Humans have been hunting since the dawn of our species, and the bow is one of our oldest inventions other than the spear, and the big rock. While we’ve greatly improved our arsenal since those bygone days, there is something pure and primitive about bow hunting that we can’t let go of. And if you’re living off the grid, it is a great skill to have in your arsenal if you want to supplement your stores with some fresh meat. If you really want to improve your bow skills, though, check out these tips from In Search of White Tails, Grand View Outdoors, and Outdoor Channel.
4 Bow Hunting Tips to Turn You Into Hawkeye
Tip #1: Practice Putting The Arrows Where You Want Them
This seems like the most basic tenet of bow hunting; shoot until your hand and eye can sink the shaft every time. However, just because it sounds simple, that doesn’t mean it is.
If you want to be a successful bow hunter, then you need to be able to nock, draw, and fire quickly and accurately. You should practice shooting from a number of positions, as well as while you’re moving. You should also shoot at a moving target, if at all possible, so you can get used to leading, and gauging time and distance between your arrow and your quarry. After all, being able to hit the bulls-eye if you have all the time in the world to aim is great, but sometimes you only have a heartbeat and a half to make your shot count.
Tip #2: Practice Your Draw
Drawing the bow is a strain on the body, especially if your shoulders, upper back, and hand strength aren’t where you need them to be. However, being able to draw your bow and hold the string to your cheek while you aim is only one part of the equation. You also need to be able to quickly draw an arrow, and nock it to your bow. This is especially helpful if your first shot misses, or doesn’t land where you want it to, only injuring your animal instead of killing it. Accuracy and power are important, but being able to fire quickly is also a big part of successful bow hunting.
Tip #3: Know When You Can, And Can’t, Make A Shot
While Hollywood archers from Legolas to Robin Hood always have perfect aim, you don’t have the luxury of a team of special effects artists, and the ability to do 20 or 30 takes to get the shot right. If you’re looking at a deer, a turkey, or even a rabbit, you need to know before you even think about letting go of the shaft whether it’s going to hit. Just releasing and hoping for the best is a great way to go home empty-handed, and with your arrows lost somewhere in the underbrush.

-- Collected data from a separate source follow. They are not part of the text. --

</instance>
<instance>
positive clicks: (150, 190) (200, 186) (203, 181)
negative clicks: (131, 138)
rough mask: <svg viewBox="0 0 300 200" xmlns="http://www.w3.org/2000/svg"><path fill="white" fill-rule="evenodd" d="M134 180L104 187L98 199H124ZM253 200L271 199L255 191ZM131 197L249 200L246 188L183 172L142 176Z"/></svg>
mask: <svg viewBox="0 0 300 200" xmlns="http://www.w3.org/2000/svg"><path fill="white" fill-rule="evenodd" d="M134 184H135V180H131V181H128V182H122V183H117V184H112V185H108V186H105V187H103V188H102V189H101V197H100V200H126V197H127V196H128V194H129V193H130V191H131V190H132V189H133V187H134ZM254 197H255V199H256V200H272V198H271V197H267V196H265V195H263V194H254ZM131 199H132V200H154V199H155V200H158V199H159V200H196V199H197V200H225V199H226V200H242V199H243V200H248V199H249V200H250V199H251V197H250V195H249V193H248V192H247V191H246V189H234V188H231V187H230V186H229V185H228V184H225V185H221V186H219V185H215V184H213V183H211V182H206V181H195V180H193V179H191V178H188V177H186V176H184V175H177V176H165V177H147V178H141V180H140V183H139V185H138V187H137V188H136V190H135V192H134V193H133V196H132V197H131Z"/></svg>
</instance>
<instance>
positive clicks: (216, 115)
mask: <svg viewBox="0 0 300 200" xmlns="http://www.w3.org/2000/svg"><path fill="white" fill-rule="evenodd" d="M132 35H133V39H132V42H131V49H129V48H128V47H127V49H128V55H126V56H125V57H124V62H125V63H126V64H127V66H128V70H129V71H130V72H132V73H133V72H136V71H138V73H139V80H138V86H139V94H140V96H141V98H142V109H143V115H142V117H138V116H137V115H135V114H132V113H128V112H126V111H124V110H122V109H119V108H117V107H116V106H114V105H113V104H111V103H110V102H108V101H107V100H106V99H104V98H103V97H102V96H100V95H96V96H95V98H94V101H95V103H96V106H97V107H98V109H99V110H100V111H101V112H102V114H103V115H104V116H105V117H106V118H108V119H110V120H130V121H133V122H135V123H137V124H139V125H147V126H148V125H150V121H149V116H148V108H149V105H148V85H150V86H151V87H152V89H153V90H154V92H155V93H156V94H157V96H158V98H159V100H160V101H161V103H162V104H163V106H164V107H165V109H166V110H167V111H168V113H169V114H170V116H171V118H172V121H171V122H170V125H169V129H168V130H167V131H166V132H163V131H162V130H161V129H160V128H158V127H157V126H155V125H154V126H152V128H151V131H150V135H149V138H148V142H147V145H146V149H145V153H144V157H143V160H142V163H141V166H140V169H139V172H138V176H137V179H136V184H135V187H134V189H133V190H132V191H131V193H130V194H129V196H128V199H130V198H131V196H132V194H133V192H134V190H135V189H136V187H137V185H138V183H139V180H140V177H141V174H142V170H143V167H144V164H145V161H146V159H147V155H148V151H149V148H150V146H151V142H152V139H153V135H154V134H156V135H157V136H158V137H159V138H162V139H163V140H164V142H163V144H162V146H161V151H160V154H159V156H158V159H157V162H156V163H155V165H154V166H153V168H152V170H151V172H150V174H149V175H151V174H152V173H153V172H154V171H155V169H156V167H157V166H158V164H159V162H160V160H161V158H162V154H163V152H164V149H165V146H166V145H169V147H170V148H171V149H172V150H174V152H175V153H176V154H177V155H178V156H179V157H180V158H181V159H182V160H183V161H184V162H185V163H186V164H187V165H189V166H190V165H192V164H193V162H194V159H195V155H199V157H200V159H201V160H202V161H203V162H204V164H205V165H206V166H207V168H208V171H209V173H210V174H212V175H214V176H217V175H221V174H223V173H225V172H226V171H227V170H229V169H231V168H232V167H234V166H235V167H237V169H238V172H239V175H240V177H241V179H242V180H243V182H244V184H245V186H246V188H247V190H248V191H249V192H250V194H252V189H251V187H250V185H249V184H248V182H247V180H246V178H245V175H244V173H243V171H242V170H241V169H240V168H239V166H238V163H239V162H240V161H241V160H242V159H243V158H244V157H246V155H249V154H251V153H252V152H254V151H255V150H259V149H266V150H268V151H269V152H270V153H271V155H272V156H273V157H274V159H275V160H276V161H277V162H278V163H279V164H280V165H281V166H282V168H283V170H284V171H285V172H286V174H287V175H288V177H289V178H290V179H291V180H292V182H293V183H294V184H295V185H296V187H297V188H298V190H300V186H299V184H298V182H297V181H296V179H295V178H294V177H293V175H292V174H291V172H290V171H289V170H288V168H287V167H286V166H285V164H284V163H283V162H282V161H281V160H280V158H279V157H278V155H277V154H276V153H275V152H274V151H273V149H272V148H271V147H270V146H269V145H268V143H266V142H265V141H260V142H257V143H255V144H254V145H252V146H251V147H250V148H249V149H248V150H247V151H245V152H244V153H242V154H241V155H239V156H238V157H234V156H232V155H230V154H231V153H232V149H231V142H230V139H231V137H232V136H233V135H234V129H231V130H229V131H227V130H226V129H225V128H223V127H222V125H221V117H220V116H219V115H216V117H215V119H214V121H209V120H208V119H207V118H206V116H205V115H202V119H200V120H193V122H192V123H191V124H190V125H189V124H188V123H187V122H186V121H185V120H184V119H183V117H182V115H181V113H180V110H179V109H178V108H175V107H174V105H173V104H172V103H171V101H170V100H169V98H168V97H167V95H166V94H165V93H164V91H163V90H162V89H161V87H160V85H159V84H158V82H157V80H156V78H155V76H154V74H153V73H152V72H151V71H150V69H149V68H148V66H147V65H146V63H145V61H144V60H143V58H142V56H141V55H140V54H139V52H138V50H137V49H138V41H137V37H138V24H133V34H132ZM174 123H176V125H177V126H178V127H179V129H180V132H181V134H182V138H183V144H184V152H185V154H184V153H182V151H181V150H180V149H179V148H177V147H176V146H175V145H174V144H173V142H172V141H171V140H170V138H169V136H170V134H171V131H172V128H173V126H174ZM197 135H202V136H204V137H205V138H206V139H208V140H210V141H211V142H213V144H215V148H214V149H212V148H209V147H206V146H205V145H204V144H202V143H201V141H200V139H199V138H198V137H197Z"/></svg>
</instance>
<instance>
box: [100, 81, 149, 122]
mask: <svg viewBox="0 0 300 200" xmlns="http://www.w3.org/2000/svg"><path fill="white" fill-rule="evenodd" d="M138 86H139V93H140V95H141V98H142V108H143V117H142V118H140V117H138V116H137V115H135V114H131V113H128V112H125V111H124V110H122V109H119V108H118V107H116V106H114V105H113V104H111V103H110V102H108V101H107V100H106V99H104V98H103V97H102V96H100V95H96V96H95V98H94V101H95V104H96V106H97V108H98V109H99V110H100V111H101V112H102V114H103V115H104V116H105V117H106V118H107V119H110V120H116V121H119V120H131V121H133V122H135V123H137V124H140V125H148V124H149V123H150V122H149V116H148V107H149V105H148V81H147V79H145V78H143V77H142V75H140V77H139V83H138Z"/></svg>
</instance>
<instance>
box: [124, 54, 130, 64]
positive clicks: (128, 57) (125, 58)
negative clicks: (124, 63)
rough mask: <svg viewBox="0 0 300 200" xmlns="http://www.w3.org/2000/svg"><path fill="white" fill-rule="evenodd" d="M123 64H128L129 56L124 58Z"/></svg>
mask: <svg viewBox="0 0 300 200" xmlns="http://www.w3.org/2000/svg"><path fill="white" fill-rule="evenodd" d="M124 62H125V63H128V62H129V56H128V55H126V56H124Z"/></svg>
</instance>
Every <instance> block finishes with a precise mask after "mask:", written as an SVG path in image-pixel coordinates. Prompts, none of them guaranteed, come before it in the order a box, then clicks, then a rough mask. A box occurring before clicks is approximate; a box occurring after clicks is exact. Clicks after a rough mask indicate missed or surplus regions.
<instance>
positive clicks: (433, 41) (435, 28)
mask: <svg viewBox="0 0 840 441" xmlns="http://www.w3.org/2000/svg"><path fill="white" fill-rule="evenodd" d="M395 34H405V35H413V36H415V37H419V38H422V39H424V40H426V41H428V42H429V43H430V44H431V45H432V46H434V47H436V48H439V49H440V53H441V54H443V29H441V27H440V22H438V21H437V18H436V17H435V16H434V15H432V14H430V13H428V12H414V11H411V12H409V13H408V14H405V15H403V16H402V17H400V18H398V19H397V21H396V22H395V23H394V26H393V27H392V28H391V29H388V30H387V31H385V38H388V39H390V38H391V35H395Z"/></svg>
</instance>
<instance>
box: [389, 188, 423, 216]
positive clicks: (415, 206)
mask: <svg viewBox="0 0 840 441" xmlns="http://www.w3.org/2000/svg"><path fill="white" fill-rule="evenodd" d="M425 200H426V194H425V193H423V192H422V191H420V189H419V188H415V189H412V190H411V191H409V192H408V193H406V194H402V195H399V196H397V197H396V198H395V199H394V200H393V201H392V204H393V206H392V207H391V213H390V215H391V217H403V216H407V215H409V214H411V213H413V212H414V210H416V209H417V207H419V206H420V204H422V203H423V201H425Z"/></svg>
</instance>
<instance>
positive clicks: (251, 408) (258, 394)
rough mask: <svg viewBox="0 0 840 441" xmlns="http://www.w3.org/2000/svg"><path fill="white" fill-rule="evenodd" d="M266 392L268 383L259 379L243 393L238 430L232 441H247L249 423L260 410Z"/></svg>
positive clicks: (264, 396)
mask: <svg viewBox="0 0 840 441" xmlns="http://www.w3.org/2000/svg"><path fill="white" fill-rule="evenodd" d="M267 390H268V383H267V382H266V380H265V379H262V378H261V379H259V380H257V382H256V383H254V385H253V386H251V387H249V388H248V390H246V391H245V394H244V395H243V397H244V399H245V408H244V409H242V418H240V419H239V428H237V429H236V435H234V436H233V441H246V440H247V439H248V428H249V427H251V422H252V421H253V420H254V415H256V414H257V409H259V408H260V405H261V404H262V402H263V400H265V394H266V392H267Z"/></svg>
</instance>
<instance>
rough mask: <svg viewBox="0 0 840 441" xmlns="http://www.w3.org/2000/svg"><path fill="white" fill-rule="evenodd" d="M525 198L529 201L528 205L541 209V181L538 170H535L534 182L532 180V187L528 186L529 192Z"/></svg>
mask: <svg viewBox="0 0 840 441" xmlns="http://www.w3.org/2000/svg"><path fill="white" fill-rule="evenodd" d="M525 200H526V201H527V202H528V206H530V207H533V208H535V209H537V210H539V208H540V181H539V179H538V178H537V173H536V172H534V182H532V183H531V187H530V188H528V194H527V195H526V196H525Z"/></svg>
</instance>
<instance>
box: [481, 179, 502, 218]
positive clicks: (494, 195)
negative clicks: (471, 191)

Tip #4: Pick Your Gear Carefully
Different archers prefer different equipment when they’re on the trail, and before you go after serious game it’s important to know what works for you. For example, you might prefer a traditional bow with no bells or whistles, but you might like an attachment that holds additional arrows in a more convenient way than a hip or back quiver. You might have a strong back and upper arm, but your wrist might buckle when put under pressure, so a wrist brace is a necessity. Maybe you prefer simple arrows, or you like your ammunition tough and deadly so that if you hit, you know you’re going to drop your prey.
Evaluate all the tools you have available, and experiment to find the ones that work for you. Every bow hunter is different, and you need to know what works best with your style. Also, when you’re in the field, make sure you have back-ups in case a piece of gear goes missing, or gets damaged, so you’re not out of options.